Another cool property of this algorithm is that it is a stable sorting algorithm. This means that if you have two objects in an array with the same comparing value (e.g. {Vector3(100, 20, 3), Vector3(526, -10, 3)} when comparing Z-values), they are guaranteed to appear in the same order in the array. The second element will never be inserted before the first element. This is quite useful, because two objects with the same Z-value and similar X and Y positions might end up Z-fighting, a problem I am facing with Quicksort at the moment.

For this algorithm, you don’t compare values to eachother. The idea is to use buckets to put the objects in. For the previous example, you can have 10 buckets. A bucket per digit (0..9). When you are done filling the buckets, you loop through the buckets, adding all the items in the bucket to an array, making it all sorted on the current radix. For the previous example, this required three passes, one pass per digit. This makes the complexity of Radix Sort O(n*k) where k is equal to the amount of passes. This is very fast, but not applicable to all sorting problems.

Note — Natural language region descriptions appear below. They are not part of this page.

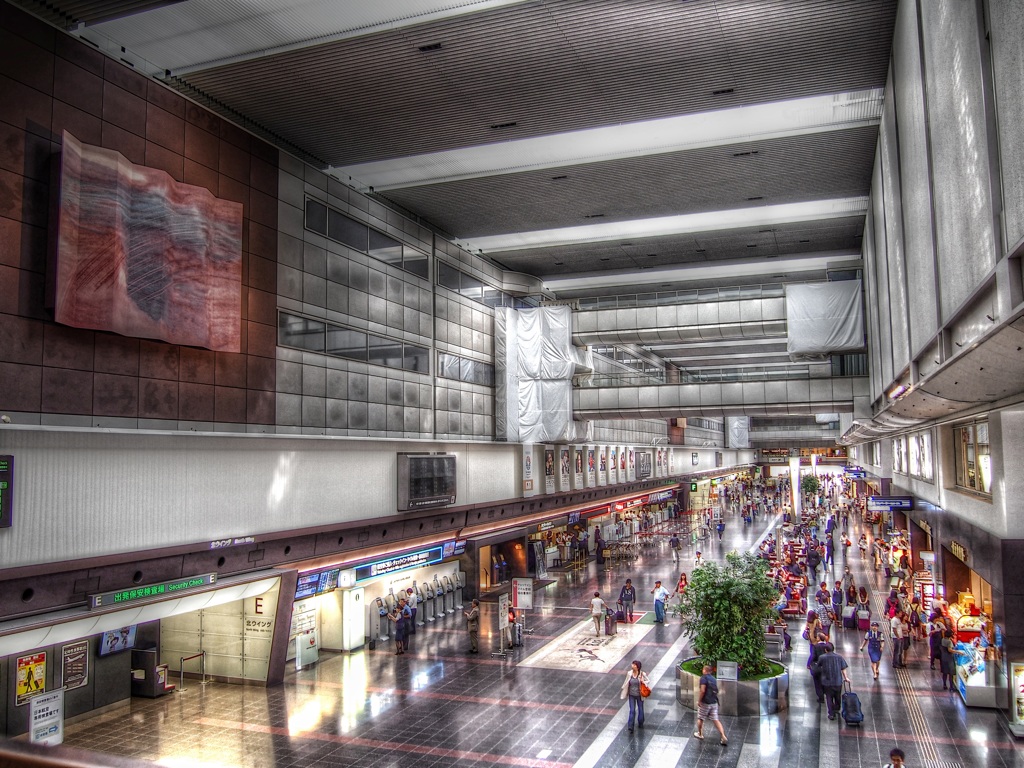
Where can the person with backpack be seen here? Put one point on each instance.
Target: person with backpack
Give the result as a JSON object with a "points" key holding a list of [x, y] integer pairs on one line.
{"points": [[832, 671]]}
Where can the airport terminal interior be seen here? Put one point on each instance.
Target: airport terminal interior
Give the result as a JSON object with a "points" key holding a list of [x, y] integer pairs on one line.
{"points": [[349, 351]]}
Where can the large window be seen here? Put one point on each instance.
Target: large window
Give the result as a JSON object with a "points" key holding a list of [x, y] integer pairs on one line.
{"points": [[971, 454], [335, 225], [464, 369], [338, 341]]}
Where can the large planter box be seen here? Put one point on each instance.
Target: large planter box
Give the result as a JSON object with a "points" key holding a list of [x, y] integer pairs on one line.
{"points": [[766, 696]]}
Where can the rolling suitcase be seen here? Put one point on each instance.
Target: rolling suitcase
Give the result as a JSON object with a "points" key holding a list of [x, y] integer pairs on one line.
{"points": [[849, 617], [850, 707]]}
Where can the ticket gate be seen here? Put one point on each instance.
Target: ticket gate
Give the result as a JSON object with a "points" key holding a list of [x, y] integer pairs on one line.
{"points": [[378, 607], [457, 578], [429, 609], [438, 597], [449, 595]]}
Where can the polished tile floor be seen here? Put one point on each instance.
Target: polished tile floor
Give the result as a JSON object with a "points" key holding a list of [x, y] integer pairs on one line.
{"points": [[438, 707]]}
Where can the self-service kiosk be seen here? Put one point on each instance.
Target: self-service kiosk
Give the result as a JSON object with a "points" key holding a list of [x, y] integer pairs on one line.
{"points": [[429, 608], [438, 597], [382, 620], [449, 595], [457, 578]]}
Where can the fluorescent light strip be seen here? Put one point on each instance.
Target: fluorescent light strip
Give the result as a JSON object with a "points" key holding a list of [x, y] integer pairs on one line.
{"points": [[741, 124], [812, 262], [737, 218]]}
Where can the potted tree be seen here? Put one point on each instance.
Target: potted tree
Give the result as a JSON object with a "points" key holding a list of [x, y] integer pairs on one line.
{"points": [[725, 610]]}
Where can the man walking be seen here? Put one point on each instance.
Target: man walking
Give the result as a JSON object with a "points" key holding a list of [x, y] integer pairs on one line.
{"points": [[660, 595], [597, 611], [628, 596], [832, 671], [473, 625]]}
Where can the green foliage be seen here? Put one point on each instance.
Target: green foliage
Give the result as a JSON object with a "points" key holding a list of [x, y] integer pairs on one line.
{"points": [[725, 609], [810, 484]]}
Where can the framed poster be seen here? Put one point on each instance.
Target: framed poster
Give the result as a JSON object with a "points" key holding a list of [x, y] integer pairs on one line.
{"points": [[75, 665], [31, 677]]}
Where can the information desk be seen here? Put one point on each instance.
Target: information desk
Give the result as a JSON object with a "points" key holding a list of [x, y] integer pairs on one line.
{"points": [[980, 681]]}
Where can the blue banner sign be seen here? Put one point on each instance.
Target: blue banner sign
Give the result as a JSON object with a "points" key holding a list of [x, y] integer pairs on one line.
{"points": [[889, 503]]}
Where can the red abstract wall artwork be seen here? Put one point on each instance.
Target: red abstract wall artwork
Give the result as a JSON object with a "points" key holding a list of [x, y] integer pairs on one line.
{"points": [[143, 255]]}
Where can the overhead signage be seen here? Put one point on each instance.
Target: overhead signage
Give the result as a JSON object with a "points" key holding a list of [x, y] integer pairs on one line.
{"points": [[889, 503], [237, 542], [958, 550], [6, 492], [401, 562], [166, 589]]}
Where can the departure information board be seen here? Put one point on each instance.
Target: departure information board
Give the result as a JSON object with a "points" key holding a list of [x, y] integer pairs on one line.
{"points": [[6, 491]]}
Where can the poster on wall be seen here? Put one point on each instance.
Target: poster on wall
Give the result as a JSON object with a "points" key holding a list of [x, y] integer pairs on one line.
{"points": [[31, 677], [549, 469], [1017, 679], [75, 665]]}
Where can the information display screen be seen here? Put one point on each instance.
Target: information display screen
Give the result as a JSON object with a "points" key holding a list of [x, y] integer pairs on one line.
{"points": [[426, 480]]}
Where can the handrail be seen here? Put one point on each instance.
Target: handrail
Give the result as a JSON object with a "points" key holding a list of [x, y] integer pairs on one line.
{"points": [[181, 670]]}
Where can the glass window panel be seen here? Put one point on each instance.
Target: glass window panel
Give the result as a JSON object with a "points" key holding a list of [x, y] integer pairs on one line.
{"points": [[344, 342], [347, 231], [493, 297], [471, 288], [417, 358], [449, 365], [384, 351], [315, 216], [415, 262], [384, 248], [448, 276], [301, 333]]}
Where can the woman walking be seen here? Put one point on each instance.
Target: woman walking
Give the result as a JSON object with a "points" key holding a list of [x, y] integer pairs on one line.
{"points": [[631, 690], [873, 640]]}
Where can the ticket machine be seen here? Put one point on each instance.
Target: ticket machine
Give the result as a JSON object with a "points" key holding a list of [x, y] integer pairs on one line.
{"points": [[438, 597], [422, 612], [380, 608], [457, 578], [429, 608], [449, 595]]}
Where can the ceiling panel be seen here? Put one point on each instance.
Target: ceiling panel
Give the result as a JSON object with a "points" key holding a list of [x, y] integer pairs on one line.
{"points": [[540, 68], [793, 169]]}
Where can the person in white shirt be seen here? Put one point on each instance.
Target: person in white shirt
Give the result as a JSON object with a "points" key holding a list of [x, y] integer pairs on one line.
{"points": [[660, 595], [597, 611]]}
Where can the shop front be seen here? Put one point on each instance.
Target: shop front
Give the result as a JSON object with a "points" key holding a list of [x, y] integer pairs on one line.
{"points": [[341, 607]]}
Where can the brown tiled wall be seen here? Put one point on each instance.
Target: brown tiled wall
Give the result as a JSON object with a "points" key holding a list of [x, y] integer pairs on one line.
{"points": [[50, 82]]}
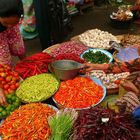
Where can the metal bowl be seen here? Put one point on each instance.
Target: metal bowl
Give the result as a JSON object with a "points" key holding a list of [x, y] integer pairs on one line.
{"points": [[65, 69]]}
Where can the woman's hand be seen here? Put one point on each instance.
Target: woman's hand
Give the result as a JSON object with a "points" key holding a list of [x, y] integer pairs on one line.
{"points": [[129, 86], [2, 98], [89, 67]]}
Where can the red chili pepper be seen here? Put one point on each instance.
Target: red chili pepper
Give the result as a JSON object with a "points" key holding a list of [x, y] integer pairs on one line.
{"points": [[117, 82]]}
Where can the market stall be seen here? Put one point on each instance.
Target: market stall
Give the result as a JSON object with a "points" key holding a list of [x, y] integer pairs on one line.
{"points": [[83, 105]]}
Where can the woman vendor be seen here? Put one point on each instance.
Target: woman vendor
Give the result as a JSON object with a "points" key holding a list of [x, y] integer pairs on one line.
{"points": [[11, 42]]}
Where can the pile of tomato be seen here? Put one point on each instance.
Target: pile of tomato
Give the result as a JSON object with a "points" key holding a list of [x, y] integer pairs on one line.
{"points": [[9, 80]]}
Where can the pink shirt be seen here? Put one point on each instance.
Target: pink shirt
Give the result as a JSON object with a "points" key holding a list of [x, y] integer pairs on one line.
{"points": [[11, 43]]}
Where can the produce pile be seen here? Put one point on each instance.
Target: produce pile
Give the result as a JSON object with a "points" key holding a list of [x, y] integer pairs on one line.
{"points": [[96, 38], [130, 40], [35, 64], [29, 122], [128, 54], [122, 15], [69, 56], [69, 47], [61, 124], [109, 80], [9, 79], [103, 124], [38, 88], [80, 92], [13, 102], [96, 57]]}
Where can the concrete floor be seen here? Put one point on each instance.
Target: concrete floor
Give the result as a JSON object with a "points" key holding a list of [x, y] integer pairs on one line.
{"points": [[96, 17]]}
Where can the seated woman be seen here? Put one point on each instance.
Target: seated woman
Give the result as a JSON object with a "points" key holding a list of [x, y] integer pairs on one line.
{"points": [[11, 42]]}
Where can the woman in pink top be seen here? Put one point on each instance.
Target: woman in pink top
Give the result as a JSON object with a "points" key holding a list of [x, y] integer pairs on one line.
{"points": [[11, 42]]}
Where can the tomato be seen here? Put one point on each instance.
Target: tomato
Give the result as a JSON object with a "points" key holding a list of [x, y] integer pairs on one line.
{"points": [[1, 69], [8, 78], [10, 90], [17, 85], [15, 74], [3, 74], [6, 86], [117, 82], [1, 79], [3, 82], [6, 92], [14, 79], [13, 87]]}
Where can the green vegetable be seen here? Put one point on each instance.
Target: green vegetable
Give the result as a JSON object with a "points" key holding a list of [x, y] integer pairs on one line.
{"points": [[96, 57], [13, 103], [38, 88], [61, 124]]}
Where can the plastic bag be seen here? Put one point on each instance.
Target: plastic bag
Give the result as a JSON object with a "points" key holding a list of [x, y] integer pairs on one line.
{"points": [[128, 54]]}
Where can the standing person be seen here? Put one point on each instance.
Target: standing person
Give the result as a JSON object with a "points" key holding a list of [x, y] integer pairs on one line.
{"points": [[11, 42], [28, 24]]}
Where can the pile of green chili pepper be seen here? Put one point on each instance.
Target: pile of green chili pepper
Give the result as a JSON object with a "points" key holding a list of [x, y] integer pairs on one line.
{"points": [[96, 57]]}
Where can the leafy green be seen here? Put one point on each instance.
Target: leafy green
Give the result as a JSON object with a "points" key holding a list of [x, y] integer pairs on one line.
{"points": [[61, 124], [96, 57]]}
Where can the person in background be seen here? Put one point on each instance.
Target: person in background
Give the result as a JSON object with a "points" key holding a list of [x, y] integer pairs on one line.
{"points": [[11, 42], [131, 100], [28, 24], [136, 11]]}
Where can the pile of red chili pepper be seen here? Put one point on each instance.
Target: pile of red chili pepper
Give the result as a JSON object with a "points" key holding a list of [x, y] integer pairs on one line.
{"points": [[35, 64], [9, 79], [103, 124], [29, 122], [69, 56], [80, 92]]}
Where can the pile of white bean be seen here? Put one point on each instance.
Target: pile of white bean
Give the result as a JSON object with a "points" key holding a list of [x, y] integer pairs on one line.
{"points": [[109, 79], [96, 38]]}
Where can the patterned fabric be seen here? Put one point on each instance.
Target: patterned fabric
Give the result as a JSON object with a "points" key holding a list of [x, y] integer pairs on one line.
{"points": [[11, 43], [28, 23]]}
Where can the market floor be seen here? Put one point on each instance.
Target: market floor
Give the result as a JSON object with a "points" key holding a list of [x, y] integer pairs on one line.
{"points": [[96, 17]]}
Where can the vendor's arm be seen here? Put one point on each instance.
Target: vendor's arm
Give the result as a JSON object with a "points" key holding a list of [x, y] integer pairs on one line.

The good thing is, I can use this to sort floating-point numbers.

Floating-point numbers are difficult to sort this way, since the radices aren’t obvious. What you can do, however, is convert the float to an unsigned integer and using the hexadecimal values to sort them. I will not go in to detail on how to do this, since there are amazing articles by Pierre Terdiman and Michael Herf on Radix Sorting (negative) floating-point numbers. The idea is that most compilers comply to the IEEE 754 standard for representation of floating-point numbers in memory, making the least significant bits in the memory representation also the least significant digits in the floating-point number.

Quicksort

Quicksort is the algorithm I ended up using, since I couldn’t get the Radix Sort to work properly and Quicksort is easier to implement. Quicksort has the advantage that the sorting is in-place, meaning you don’t need additional memory for the sorting process. A downside to Quicksort is that the algorithm isn’t stable, giving Z-fighting issues in this demo.

The concept of Quicksort is to select a pivot point in the array (any random number, the median would be ideal, but costs more time to compute) and put lower numbers to the left of this pivot and higher numbers to the right. When this is done, you partition the array into several smaller partitions to sort the smaller and higher blocks. This process is recursive and ends when the partition size is too small to swap things over the pivot (for example, just the pivot left in the partition would indicate that that partition is sorted, or at least doesn’t require sorting).

Conclusion

This concludes my post about sorting algorithms. The one I picked was Quicksort, since it is easy to understand, implement, and find reference for. It is incredibly fast, but I consider the Z-fighting issues annoying. I’d require a stable sorting algorithm to get rid of that. Radix Sort would be a viable candidate for that, but for the time I had, it took too much to fully comprehend and implement it. The Tree Sort is really easy to implement, since I made up the code as I wrote this post, but it’s slow as well. It could use some clever optimizing, but I wanted to focus on getting the program fast first. The downside to Radix Sort and Tree Sort is that it isn’t in-place, meaning that you need extra memory for sorting the arrays. Memory wasn’t an issue in this assignment, but it can be an issue in future projects, which is why I took it into consideration when picking Quicksort.